Some of the noted features include;
Integration with Cloud Services
MS recently upgraded their cloud offering to include a larger SkyDrive to existing customers as well as a paid version that includes up to 100 GB of storage. Think synchronized. What you have on your Windows Phone will be backed up on to the cloud which in turn is picked up by your PC, your Tablet and possibly your Gaming center which is also rumoured to run Windows 8 albeit on the XBOX 360’s successor. How cool is that? It now becomes pretty easy to move stuff from one computer to another and you get to move with everything; settings, documents, restore points, the entire application data directory. You get the point, don’t you? This could be a superior product as compared to the Chrome OS that boasted a lot of cloud integration. The cloud comes bundled into 2 sections namely Private Cloud and Public cloud.
Full 360 degree Binary Compatibility with both Windows Phone and the Xbox (with Kinect)
The possibility of having one (yes, just one) operating system running your entire set of devices is a brilliant idea. MS intends to have Win8 on your desktop as well as on your tablets. Further, your XBOX and Windows Phone will possibly also run this new OS. This is great for developers who create for desktop as they can now create one standard App and have it run on multiple devices supported on a single framework. This in turn leads to less effort in development terms and moer reach on the consumer level.
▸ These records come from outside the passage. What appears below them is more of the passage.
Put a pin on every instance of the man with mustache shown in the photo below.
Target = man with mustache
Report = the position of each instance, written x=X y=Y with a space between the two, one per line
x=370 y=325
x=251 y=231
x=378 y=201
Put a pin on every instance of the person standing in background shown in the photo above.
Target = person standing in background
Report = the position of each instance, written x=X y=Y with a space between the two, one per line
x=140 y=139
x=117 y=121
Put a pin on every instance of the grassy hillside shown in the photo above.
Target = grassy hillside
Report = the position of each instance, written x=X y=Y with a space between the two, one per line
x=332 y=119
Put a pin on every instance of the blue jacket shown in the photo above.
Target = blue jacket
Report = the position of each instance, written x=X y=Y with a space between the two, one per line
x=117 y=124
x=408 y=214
Lighter OS hence Less System Requirements
We have recently seen a lot of low-end hardware components being bundled up to make machines. This means as low as 1.x GHz processors to run the very lightest of machines and OSes. Windows 8 promises to be light; lighter than Windows 7 at least. This is the nice edge they need and should get to compete practically on the PC and Tablet parallel front. This is a promise they seem to have kept with the 6-8 second boot time from battery out to desktop mode.
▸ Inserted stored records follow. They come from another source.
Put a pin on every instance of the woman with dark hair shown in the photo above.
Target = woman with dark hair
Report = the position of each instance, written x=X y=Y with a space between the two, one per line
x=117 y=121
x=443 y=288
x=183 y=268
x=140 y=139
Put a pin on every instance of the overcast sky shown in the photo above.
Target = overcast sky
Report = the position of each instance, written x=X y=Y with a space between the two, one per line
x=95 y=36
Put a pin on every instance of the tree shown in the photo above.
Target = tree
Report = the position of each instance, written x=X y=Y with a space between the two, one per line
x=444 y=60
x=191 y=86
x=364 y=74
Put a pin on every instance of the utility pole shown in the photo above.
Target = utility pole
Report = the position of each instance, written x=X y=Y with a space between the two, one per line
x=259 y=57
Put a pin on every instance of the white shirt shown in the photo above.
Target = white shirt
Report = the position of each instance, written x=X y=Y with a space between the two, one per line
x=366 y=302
Integration with Social Networks
Live tiles on WP7 make stuff easy to move around and navigate through. Pictures are stored in cloud for social networks so you always have them, heck! Even emails have that nice, social feel when moving around the phone. Now imagine the possibilities on Windows 8. MS are not giving room to competition this time round it seems. Windows Phone 7 was innovative in its use of social networking. It was so easy to have your pictures end up on Facebook, for example. It is however quite doubtful that people would want a PC to pull in everything from essentially all social networking sites. It doesn’t runle out fact that users want a level of integration like WP7 that would be great, especially when used on tablets. 8Insert evil grin*
Competitive Price Point
Microsoft’s number one in terms of revenue is Windows. Number 2 is Office. To date, 400 Million copies of Windows 7 have been sold worldwide making Windows 7 the most successful product from Microsoft so far; Ladies and gentlemen, that is a lot of copies. Possibilities include a drop in price, an upgrade offer on existing genuine Windows 7 licenses or a good number of offers from MS, but this price point will greatly affect its adoption into the consumer market. We already know the hardware, like the Windows phones, does not indeed come cheap but for good and firm spread of their soon to be flagship, Windows 8 should be well priced for average consumers. *fingers crossed*
Normal Work away from Work
Remember that day when you wanted to send through that urgent email but couldn’t make to send it through since you couldn’t work on your laptop? Well, those days are long gone. MS promises ability to run Line-Of-Business solutions on their tablets. Of course there are some heavy applications that affect battery life and processing capability once hardware is brought down to an ARM chip, but they assure that you will get most of your work done on and in time. There are more innovative sets that have seen the nice docking stations that are connected to a tab via Bluetooth. Less is going to be more. Literally.
Finally, CNET advised that Windows 8 would come at 15 USD for upgrades on new out-of-the-shop PCs. This is cheap. Windows 8 is definitely going to be worth a try. Only then can you decide on the ability of this smooth OS to convert you.